Venezuela fue el primer país que Fidel Castro visitó luego del triunfo de la revolución cubana en enero de 1959. También fue el país latinoamericano en el cual ese acontecimiento tuvo el mayor impacto emocional. 40 años después fue la tabla de salvación del castrismo, pero hoy puede ser el sitio de su sepultura, por obra y gracia del mal cálculo de los hermanos Castro al señalar a Nicolás Maduro como heredero y sucesor de Hugo Chávez.
En Pekín y Moscú no faltan los deseos de propinarle una derrota a Donald Trump en “su patio trasero”. Pero ello no parece posible, porque intentar eso, es decir, intentar salvar al régimen de Nicolás Maduro, sale muy caro y a estas alturas no vale la pena.

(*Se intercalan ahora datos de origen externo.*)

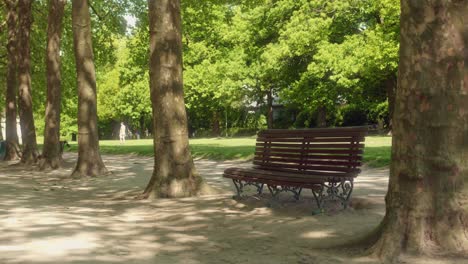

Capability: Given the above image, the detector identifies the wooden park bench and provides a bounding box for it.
[223,127,367,211]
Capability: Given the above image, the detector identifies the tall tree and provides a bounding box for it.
[17,0,38,164]
[0,112,3,141]
[142,0,205,198]
[40,0,66,170]
[71,0,107,177]
[3,0,21,161]
[371,1,468,261]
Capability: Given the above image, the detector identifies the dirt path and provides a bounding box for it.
[0,153,459,264]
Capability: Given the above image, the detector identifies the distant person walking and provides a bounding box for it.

Si la Venezuela de hoy fuera un país razonablemente próspero, o al menos lo fuera su industria petrolera, con una producción de 5 o 6 millones de barriles por día (y con el impacto que eso conllevaría en el mercado mundial de hidrocarburos) la historia sería otra. Rusia y China contarían con un aliado autoritario en el Caribe. Tal vez al nivel de Turquía. Y no con un arruinado candidato a satélite.
El poder geopolítico del régimen chavista era directamente proporcional a la producción o al precio del petróleo. Hoy no tiene ni lo uno, ni lo otro.